- Born: May 10, 1940 (age 86) Osaka, Empire of Japan
- Known for: Invention of karaoke

= Daisuke Inoue =

Japanese businessman (born 1940)

Daisuke Inoue (井上 大佑, Inoue Daisuke) is a Japanese businessman best known as an inventor of the karaoke machine. Inoue, a musician in his youth employed in backing businesspeople who wanted to sing in bars, invented the machine as a means of allowing them to sing without live back-up. He did not patent the machine and so did not directly profit, but he continued to work in the industry it generated, including patenting a protective pesticide for karaoke machines. Named one of Time magazine's "Most Influential Asians of the Century" in 1999, he was awarded the Ig Nobel Peace Prize in 2004 and in 2005 was the subject of the Japanese biographical film Karaoke.

Recent studies have revealed the existence of several people who invented and commercialized karaoke machines prior to Inoue.

== Life and career ==

Daisuke Inoue was born in Osaka, Japan on May 10, 1940. He was raised in Nishinomiya, the son of a pancake vendor with a stall behind a train station. He started playing drums in high school, but was not particularly skillful, as a result of which he took on the business management of his band, which provided back-up music in a club for businessmen who wanted to take the stage. He developed the basic idea of karaoke, which means "empty orchestra", when one client wanted Inoue to back him during a business trip that Inoue could not attend. He supplied the businessman with taped accompaniment instead. Thinking that the idea might have widespread appeal, he began in 1971 renting to bars in Kobe eleven machines outfitted with tapes and amplifiers which he had assembled along with some friends. They proved popular, and a trend was born.

Inoue did not patent his invention and so did not directly profit from the invention that started a booming industry. A Filipino, Roberto del Rosario filed a patent for a karaoke machine system, the Sing Along System, which del Rosario developed in 1975. Inoue did continue in the field, inventing a pesticide to repel cockroaches and rats that destroy the electronics within karaoke machines. In the 1980s, he ran a business engaged in securing licensing for music in eight-track karaoke machines. In the 1990s, with eight-track karaoke out of use, Inoue turned his company towards working with Daiichi Kosho Company, then the top karaoke company, but though he was earning considerable money as chairman of the company left it when he suffered a period of depression. Subsequently, Inoue launched the All-Japan Karaoke Industrialist Association.

== Tributes and awards ==

In 1996, Inoue's connection to karaoke was first publicized by a TV channel in Singapore. In 1999, Time magazine recognized Inoue's role in the newly international craze, describing him as among "The Most Influential Asians of the Century". "[A]s much as Mao Zedong or Mohandis Gandhi changed Asian days," Time author Pico Iyer wrote, "Inoue transformed its nights." Following the exposure by Time, Inoue attracted the attention of international media.

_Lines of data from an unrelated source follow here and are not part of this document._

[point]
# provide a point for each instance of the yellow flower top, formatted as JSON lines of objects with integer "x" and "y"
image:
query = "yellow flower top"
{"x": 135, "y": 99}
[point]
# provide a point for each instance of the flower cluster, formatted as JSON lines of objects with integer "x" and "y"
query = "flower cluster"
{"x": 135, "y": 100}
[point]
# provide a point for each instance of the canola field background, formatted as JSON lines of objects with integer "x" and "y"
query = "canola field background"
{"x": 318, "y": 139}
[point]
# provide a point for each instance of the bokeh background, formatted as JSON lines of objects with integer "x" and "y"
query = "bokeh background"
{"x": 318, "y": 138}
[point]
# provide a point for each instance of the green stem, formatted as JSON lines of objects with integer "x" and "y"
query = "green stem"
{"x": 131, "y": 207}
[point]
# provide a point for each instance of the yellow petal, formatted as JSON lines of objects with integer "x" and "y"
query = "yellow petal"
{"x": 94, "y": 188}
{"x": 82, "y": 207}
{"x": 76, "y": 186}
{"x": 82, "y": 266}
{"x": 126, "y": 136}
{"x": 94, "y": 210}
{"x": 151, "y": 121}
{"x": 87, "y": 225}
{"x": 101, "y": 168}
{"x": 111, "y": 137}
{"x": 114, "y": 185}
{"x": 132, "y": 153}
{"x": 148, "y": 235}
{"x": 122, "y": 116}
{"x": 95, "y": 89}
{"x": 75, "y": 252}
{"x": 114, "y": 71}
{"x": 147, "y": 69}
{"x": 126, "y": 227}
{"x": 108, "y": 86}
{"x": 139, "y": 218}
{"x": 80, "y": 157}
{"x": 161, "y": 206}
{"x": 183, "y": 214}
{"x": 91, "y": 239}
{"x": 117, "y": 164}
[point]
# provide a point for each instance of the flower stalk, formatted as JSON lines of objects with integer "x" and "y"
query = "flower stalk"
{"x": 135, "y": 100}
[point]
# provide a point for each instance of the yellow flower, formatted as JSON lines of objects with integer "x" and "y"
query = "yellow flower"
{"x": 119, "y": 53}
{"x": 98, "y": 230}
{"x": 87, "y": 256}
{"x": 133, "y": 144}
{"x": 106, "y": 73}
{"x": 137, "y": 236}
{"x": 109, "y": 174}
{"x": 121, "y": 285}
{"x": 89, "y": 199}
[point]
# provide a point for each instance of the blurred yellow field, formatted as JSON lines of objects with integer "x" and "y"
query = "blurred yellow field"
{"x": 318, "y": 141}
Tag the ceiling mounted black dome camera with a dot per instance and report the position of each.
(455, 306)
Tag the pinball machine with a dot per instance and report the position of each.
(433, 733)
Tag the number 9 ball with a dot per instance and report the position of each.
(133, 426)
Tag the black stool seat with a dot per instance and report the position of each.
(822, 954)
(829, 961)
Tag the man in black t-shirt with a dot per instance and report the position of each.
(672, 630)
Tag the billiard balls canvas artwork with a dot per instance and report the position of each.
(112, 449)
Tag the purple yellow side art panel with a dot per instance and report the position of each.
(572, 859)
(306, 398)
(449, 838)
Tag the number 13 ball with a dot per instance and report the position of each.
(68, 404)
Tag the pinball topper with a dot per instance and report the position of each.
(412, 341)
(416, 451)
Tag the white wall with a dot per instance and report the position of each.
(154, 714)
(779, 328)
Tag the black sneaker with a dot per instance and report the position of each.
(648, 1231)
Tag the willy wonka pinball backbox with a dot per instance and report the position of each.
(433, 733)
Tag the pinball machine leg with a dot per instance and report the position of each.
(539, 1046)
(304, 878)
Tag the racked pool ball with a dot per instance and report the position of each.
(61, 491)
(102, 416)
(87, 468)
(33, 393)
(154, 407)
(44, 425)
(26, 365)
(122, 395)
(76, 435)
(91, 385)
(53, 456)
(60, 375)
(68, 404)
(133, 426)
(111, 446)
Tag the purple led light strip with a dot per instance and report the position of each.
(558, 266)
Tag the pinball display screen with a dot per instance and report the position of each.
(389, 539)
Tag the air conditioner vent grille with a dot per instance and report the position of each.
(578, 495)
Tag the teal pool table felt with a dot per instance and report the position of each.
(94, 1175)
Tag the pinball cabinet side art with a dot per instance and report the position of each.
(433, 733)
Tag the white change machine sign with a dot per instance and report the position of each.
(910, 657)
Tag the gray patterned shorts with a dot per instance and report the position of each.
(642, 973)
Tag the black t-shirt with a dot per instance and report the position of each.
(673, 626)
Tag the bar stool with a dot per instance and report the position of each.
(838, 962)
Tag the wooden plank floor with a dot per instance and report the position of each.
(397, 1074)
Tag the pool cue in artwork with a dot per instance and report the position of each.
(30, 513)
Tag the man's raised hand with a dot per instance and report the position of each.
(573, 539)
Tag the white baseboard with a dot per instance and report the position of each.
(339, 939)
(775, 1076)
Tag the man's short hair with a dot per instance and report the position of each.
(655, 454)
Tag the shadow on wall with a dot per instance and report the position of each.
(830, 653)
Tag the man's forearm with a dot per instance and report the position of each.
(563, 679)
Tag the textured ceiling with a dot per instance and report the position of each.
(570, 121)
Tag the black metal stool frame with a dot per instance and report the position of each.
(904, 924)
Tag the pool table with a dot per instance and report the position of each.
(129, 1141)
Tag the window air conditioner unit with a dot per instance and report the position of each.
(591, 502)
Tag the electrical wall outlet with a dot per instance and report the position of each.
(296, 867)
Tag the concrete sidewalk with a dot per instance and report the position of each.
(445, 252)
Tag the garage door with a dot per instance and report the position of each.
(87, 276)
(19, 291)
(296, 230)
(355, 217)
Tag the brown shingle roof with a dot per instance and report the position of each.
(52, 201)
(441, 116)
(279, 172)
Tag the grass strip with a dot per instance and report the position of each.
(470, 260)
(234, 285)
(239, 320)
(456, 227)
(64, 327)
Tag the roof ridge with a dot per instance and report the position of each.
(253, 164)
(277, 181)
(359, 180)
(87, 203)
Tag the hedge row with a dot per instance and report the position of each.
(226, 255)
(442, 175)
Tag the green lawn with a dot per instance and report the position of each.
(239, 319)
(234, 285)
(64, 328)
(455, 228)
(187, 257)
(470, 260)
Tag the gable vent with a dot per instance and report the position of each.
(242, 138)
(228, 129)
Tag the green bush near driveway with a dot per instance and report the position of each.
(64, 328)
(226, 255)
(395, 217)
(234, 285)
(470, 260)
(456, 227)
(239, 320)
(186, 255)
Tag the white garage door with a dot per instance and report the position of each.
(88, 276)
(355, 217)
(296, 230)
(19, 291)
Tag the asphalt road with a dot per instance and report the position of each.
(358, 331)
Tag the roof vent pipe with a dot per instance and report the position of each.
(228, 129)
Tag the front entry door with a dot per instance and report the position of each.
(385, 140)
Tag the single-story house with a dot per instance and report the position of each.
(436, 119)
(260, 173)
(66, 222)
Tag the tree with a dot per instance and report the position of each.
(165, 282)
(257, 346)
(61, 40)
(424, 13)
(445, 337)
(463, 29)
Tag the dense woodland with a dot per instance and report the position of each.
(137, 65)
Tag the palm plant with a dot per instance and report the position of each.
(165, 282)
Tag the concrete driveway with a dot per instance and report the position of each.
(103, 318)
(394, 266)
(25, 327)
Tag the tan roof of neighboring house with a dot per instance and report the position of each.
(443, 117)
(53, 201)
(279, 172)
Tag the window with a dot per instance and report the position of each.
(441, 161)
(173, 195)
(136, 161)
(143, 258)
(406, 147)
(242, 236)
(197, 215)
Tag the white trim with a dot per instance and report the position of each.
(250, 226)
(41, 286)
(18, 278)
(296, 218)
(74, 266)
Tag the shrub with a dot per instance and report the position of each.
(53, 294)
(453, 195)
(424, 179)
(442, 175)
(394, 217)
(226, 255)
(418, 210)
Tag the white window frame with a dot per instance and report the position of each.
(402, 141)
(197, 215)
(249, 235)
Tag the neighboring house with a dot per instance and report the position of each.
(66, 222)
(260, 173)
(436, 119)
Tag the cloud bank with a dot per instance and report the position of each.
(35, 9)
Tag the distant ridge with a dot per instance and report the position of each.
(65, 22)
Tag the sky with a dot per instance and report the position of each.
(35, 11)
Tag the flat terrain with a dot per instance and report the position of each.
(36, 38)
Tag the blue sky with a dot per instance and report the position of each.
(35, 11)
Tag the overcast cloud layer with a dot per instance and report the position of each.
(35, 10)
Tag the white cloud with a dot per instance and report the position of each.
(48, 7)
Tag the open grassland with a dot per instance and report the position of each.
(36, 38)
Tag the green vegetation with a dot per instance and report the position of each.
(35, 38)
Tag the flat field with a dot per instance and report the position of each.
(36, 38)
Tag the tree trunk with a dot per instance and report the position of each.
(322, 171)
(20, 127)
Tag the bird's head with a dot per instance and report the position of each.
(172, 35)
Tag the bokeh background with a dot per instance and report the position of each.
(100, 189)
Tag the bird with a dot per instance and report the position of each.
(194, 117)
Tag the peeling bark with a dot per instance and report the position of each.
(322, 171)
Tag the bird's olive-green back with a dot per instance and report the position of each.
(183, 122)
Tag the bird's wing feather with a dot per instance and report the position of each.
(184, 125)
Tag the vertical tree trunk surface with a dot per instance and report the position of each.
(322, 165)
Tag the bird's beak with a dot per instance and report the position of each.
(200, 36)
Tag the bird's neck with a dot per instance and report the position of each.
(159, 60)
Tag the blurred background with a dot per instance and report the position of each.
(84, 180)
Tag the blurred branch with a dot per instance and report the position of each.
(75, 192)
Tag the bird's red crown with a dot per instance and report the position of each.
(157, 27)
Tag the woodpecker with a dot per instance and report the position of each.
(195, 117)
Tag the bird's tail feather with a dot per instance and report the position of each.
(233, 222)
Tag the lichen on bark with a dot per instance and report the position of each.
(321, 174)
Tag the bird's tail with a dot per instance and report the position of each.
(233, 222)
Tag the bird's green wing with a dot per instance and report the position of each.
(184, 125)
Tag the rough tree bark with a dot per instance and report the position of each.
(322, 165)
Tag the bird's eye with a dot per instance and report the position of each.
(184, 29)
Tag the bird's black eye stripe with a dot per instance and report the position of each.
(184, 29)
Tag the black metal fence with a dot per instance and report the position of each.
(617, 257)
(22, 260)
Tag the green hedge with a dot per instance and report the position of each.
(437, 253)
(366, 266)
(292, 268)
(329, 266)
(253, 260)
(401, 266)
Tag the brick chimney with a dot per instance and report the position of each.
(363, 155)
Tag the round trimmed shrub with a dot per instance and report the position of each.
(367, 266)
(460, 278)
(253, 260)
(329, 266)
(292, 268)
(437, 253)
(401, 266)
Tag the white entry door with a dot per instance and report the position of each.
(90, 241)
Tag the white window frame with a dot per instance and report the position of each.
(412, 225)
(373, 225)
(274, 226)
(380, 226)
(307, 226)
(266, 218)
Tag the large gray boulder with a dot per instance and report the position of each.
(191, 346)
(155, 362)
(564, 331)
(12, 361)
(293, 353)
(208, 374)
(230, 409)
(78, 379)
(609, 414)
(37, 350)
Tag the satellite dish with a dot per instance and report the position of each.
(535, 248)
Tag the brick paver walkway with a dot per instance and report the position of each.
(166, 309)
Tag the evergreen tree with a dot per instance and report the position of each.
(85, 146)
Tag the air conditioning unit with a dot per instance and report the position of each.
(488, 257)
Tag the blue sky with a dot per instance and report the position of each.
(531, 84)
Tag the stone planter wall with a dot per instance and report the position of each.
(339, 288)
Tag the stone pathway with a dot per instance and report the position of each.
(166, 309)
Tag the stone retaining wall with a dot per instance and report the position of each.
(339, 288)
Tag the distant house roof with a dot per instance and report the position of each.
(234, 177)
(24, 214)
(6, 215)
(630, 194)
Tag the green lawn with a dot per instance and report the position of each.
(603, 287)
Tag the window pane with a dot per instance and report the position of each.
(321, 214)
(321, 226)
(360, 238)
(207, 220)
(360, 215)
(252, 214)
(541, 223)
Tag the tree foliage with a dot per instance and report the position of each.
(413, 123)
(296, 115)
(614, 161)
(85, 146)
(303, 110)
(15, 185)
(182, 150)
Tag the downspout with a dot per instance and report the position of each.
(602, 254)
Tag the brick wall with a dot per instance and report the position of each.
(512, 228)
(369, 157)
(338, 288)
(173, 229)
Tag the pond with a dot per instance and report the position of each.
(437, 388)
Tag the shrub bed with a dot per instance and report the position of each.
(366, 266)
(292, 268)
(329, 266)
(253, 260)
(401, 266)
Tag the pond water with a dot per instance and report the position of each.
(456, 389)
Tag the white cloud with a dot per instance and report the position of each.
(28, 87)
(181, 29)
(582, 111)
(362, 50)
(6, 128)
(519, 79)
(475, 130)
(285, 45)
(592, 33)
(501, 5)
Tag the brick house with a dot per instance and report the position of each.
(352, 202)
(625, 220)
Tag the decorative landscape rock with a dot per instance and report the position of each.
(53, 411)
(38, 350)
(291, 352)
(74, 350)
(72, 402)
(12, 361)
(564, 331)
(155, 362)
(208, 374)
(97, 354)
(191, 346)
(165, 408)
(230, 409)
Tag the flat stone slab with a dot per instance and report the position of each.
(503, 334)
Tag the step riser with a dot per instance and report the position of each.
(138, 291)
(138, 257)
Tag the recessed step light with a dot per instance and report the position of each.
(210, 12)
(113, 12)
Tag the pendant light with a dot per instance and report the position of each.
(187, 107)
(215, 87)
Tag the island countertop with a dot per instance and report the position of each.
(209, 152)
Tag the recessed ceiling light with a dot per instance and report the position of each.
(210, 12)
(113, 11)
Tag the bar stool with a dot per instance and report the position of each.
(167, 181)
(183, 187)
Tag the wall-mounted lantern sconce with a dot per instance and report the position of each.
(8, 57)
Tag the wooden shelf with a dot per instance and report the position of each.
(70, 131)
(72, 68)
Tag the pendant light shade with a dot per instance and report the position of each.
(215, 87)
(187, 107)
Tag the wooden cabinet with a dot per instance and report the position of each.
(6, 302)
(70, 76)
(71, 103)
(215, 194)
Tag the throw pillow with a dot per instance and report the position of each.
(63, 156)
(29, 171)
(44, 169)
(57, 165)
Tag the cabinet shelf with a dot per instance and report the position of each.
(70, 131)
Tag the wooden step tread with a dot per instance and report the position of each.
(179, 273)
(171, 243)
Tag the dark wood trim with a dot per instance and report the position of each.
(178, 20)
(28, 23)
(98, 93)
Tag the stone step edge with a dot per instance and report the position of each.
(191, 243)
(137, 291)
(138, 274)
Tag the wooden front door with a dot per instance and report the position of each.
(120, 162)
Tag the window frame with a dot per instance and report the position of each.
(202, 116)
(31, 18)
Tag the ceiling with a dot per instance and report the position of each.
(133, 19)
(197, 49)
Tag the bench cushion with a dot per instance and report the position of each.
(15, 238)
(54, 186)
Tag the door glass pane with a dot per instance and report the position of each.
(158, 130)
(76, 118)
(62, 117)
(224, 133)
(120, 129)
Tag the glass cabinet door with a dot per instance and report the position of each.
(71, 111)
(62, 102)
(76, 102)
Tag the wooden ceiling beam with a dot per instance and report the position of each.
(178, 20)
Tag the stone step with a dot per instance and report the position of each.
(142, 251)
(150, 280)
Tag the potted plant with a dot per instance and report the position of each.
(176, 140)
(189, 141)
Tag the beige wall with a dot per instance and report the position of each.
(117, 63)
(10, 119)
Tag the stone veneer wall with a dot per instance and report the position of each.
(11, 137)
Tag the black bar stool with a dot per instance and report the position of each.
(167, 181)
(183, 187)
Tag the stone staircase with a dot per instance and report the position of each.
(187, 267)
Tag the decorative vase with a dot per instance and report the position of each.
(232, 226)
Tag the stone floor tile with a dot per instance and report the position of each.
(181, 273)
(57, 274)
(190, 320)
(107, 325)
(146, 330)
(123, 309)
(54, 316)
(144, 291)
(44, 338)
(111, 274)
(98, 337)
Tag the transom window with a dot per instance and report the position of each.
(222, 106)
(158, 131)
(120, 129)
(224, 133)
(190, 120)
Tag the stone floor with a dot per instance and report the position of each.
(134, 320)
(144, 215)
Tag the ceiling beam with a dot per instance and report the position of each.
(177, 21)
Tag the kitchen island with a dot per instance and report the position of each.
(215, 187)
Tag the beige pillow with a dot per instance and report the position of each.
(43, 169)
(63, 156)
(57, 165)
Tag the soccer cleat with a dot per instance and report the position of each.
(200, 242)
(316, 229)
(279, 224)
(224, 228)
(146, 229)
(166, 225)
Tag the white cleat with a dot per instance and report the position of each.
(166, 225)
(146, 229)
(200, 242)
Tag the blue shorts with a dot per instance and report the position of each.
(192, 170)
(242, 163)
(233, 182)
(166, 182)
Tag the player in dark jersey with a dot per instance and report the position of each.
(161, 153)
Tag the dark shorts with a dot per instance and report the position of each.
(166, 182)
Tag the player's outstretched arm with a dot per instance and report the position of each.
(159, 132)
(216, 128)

In 2004, Inoue went to Harvard University to accept an Ig Nobel Peace Prize for "inventing karaoke, thereby providing an entirely new way for people to learn to tolerate each other." His rendition there of "I'd Like to Teach the World to Sing" earned a standing ovation. Master of ceremonies Marc Abrahams indicated it was the longest standing ovation the Ig Nobels had ever seen; the audience of largely Nobel Prize laureates responded by serenading Inoue with a chorus of "Can't Take My Eyes off You".

In 2005, director Hiroyuki Tsuji released a fictionalized biographic film of Inoue called Karaoke.